Twilight returned the gesture. “There’s one more thing I’d like to show you, too.”

“Oh?” Cadence looked up at her, eyebrows raised.

“Watch.”

She sent magic from her horn into a device to their right, and it lit up, row after row of lights blinking on and off. The glow traveled from it down several wires and into similar devices until the room shone with magic. Each of them had a single unlit wire, which ran to the portal.

Twilight walked to what Cadence correctly assumed to be the master control box and pressed a button on it. As she did, the wires connected to the portal blazed to life, and the frame glowed with unearthly light.

Cadence backed up a couple of steps when the claws began to rotate, moving through the emerald as if it were water. The gemstones along the frame lit up two at a time, starting at the top, as the claws spun ever faster. When they became nothing more than a solid blur, the final two at the bottom lit up, and the claws sank through the frame. A high-pitched whine filled the air, and Twilight’s and Cadence’s ears flattened against their heads. Lines of energy tied the gemstones to the claws, which began to glow. Cadence shielded her face with a wing to watch it as the glow grew too intense.

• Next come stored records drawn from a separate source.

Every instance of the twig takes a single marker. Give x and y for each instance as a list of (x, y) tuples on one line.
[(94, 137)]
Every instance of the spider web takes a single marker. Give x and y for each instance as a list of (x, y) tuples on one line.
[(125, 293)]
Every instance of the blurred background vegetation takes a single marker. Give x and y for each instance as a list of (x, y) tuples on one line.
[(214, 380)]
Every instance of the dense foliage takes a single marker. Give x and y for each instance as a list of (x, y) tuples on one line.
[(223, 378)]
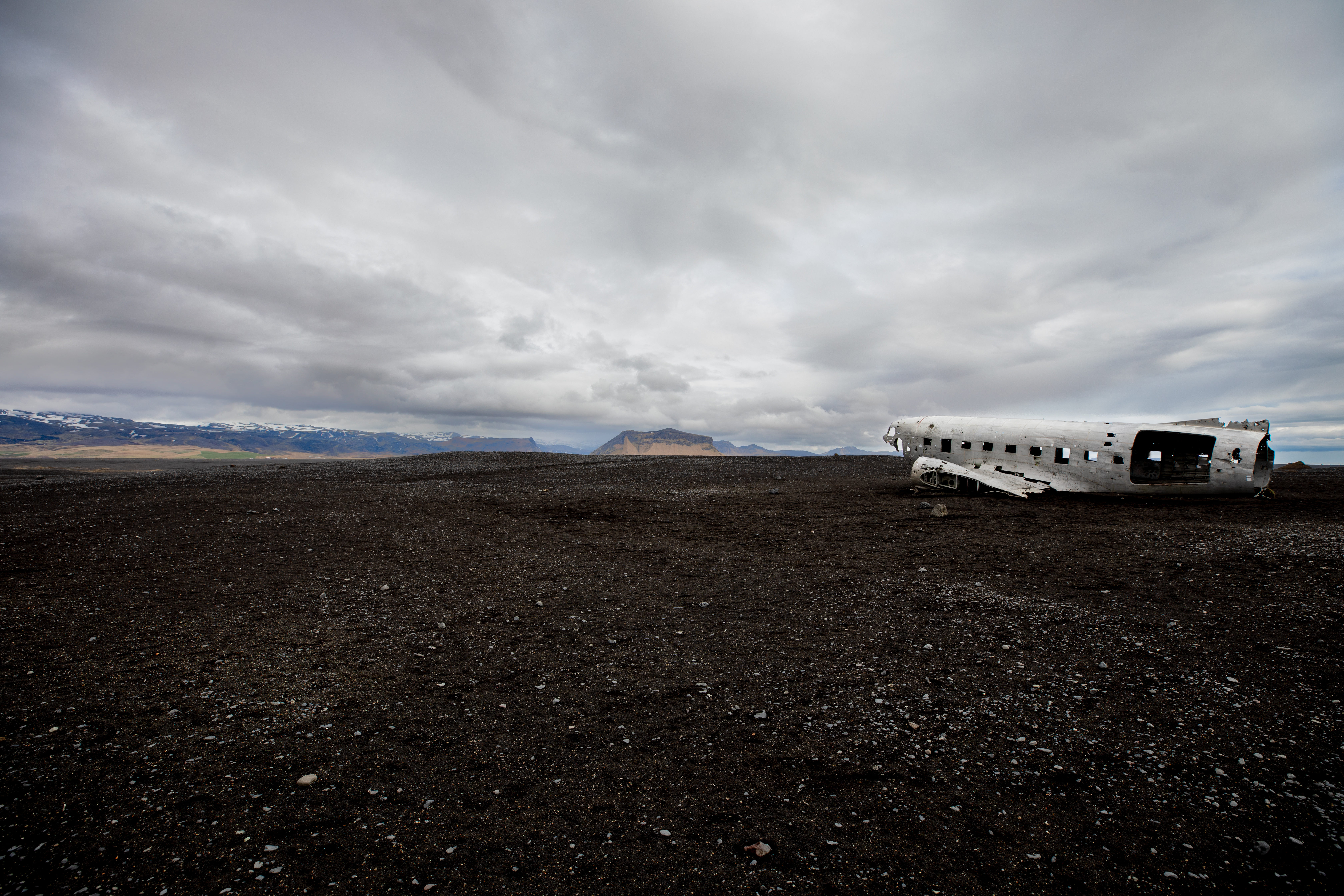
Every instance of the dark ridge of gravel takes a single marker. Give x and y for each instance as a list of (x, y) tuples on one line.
[(515, 672)]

The claws exploded, taking the surface of the mirror with them and leaving behind a cold wind blew against the alicorns. Their inner ears told them the air pressure in the room had shot up.

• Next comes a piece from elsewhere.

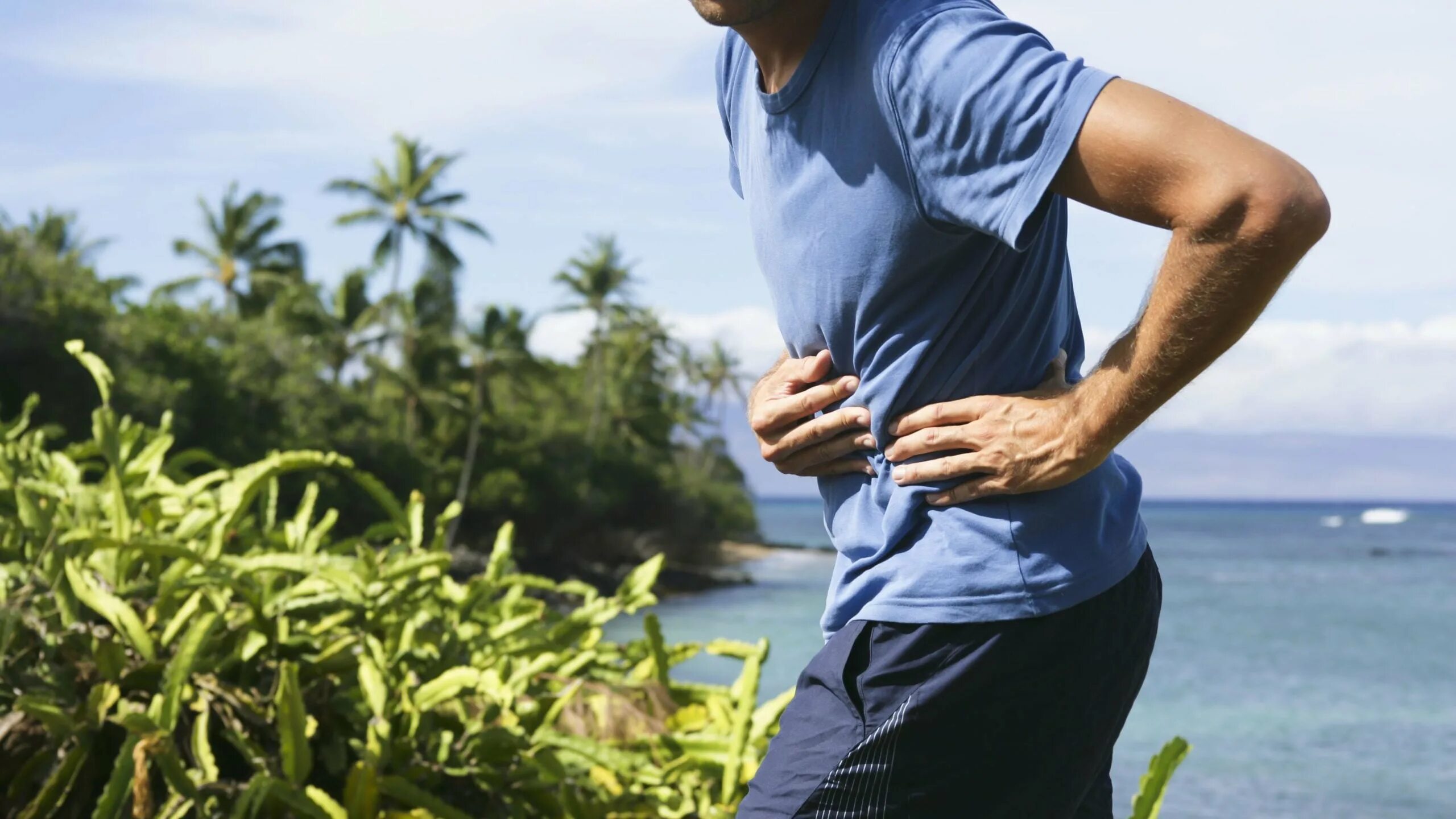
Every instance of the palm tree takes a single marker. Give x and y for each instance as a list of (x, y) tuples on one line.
[(59, 234), (495, 348), (241, 245), (342, 322), (601, 280), (717, 372), (407, 203)]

Lowering her wing, Cadence looked through the portal and looked down upon a familiar square and familiar crystalline homes. She looked to Twilight. “You didn’t…”

Twilight smiled. “I can’t teleport there and back regularly, flying would take too long, there’s no way I’m taking the train — no matter how nice yours is.”

A single leap took Cadence to Twilight, and she tackled her with a hug. “I can barely believe it! Can we…?”

Twilight laughed and straightened Cadence’s mane. “Of course we can! But first,” she said, affecting an air of refinement, “we must do the official scientific tests required.”

She looked around and found a piece of chalk wedged into a crevice between instruments. Picking it up, she asked, “Will somepony give me a countdown?”

Cadence counted down from ten, and Twilight threw the piece of chalk. It sailed through the air and fell out of sight.

“Perfect!” Twilight hugged Cadence around the neck. “Really, that was just a formality. The air made it through just fine, after all. Shall we?”

“Twilight… thank you. From the bottom of my heart, thank you,” Cadence whispered, nuzzling her. “A gift like this is one of true love, and love… love is the greatest gift.”